Bartabas - Murobushi / Le centaure et l'animal / Etrange mais fascinant

Photo Nabil Boutros 

Bartabas – Murobushi

 

Etrange mais fascinant

 

 

Qui aurait pu penser que deux hommes que tout séparait puissent un jour se rencontrer et, qui plus est, monter ensemble un spectacle d’une telle puissance et d’une telle qualité ? Une approche étonnante qui a séduit mais qui n’a cependant pas remporté une adhésion totale.

Curieusement, c’est Lautréamont qui a réuni ces deux artistes, grâce à un texte d’une force peu commune, évoquant la vie, la mort, le passage de l’un à l’autre, ainsi que la déchéance de l’homme, thèmes d'ailleurs très souvent évoqués par le butô qui, rappelons-le, prit naissance dans les années qui suivirent les bombardements atomiques d’Hiroshima et de Nagasaki. Un texte qui, de fait, non seulement faisait allusion à la fascination qu’éprouvait son auteur pour la mort mais aussi et surtout à l’animalité de l’être, permettant l’exploration des relations entre l’homme et l’animal.

C’est précisément la voie dans laquelle Bartabas cherchait depuis quelque temps à s’engager afin d’approfondir davantage les relations qu’il avait établies avec la plus noble conquête de l’homme. Il n’était plus question pour lui de dominer le cheval mais de tenter de faire corps avec lui, de ressentir son rythme intérieur, d’aller vers l’animal afin que l’animal vienne naturellement à lui. Il abandonnait sa casquette de maître, de dominant, au profit d’un dialogue, d’une communion avec l’animal. « L’homme et l’animal s’écoutent, » évoquait-il dans une interview. Ce faisant, il se détournait de la prestation spectaculaire qui était l’apanage de Zingaro pour présenter un spectacle beaucoup plus intime, plus intériorisé mais, aussi, plus poétique. C’est peut-être cela qui a laissé sur leur faim certains spectateurs qui cherchaient le panache, le faste, l’exubérance de Zingaro mais qui reconnaissaient finalement l’énorme travail que ce maître avait réalisé, obtenant de ses animaux ce que personne jusqu’ici n’avait obtenu, en particulier cette lenteur et ces chutes au ralenti, attitudes antinaturelles et totalement artificielles pour des chevaux. Ce parti pris donna en outre naissance à des instants d’une grande beauté, notamment lorsque le cavalier revêtit sa grande cape de mousseline noire, évoquant une sorte de Loie Fuller à cheval dans une prestation quasi démoniaque.

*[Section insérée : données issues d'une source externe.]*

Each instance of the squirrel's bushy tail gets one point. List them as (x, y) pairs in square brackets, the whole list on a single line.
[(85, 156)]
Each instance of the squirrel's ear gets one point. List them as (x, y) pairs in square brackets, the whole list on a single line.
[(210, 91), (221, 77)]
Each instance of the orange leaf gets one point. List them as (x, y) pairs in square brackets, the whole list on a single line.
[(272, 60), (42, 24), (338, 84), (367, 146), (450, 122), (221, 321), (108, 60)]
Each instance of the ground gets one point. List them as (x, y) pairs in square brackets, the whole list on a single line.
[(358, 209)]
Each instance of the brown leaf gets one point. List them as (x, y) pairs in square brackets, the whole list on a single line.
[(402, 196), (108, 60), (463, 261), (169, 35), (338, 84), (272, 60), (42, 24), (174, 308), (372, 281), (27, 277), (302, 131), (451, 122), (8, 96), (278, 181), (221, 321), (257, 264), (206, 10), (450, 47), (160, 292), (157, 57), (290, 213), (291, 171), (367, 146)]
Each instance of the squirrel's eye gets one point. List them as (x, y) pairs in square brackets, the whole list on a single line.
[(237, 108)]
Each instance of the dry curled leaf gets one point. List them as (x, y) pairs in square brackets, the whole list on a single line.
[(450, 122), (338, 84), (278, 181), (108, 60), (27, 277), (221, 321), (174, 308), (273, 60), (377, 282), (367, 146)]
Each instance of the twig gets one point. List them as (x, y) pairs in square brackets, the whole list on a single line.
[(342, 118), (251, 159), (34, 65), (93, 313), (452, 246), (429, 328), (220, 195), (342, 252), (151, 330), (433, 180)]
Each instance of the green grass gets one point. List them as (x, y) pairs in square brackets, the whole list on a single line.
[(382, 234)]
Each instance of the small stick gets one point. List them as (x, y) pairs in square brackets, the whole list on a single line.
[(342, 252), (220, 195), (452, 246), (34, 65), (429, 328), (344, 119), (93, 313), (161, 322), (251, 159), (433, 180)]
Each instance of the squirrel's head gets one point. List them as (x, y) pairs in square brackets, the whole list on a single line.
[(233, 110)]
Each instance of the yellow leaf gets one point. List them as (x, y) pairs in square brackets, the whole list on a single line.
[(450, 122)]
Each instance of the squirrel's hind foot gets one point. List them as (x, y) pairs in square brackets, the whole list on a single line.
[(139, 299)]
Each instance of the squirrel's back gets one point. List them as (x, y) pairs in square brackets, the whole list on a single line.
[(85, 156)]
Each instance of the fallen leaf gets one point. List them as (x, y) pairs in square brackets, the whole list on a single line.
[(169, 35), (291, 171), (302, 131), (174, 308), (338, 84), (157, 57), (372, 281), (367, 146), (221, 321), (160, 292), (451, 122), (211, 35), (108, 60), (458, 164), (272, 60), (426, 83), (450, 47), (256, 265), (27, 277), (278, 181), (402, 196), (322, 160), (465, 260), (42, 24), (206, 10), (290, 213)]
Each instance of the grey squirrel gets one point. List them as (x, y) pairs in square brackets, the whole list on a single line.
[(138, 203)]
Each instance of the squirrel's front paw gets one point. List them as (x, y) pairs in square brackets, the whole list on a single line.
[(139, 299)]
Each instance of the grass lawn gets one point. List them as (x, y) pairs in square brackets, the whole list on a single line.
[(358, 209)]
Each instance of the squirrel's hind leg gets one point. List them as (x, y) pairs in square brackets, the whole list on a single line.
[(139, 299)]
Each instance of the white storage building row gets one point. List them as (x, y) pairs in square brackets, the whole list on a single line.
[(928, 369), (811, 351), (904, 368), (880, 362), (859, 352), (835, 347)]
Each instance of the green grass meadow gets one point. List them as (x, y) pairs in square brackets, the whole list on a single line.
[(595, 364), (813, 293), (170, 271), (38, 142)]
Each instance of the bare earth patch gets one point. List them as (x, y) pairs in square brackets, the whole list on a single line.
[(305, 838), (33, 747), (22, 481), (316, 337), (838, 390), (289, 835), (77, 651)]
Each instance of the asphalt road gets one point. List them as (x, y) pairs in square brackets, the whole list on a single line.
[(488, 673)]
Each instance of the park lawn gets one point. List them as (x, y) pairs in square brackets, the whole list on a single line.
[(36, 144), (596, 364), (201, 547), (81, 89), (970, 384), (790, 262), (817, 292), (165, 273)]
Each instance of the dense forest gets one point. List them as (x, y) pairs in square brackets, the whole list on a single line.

A l’inverse de Bartabas, Murobushi entra dans l’univers de Lautréamont par la porte de l’animalité. Là encore, rien de vraiment spectaculaire mis à part quelques instants de transe dans laquelle il semblait éprouver un mal d’une extrême violence qu’il ne parvenait pas à exorciser. Mais il était bien difficile au spectateur de pénétrer dans son monde, surtout lorsque le chorégraphe rejoignit les pulsions primitives, à l’image de celles si bien mises en valeur par le sculpteur contemporain Jeanclos.

Le point commun de cette confrontation entre trois univers bien différents, celui de Lautréamont, celui de Bartabas et celui de Murobushi fut donc l’animalité. Mais, s’il y eut rencontre, il n’y eut pas de véritable fusion. Cependant, ces tableaux, finalement assez minimalistes, plongèrent le spectateur dans une sorte de fascination, une rêverie poétique dont il dut se satisfaire sans tenter d’aller plus loin.

J.M. Gourreau

 

Le centaure et l’animal / Bartabas – Ko Murobushi, Théâtre National de Chaillot, Décembre 2010.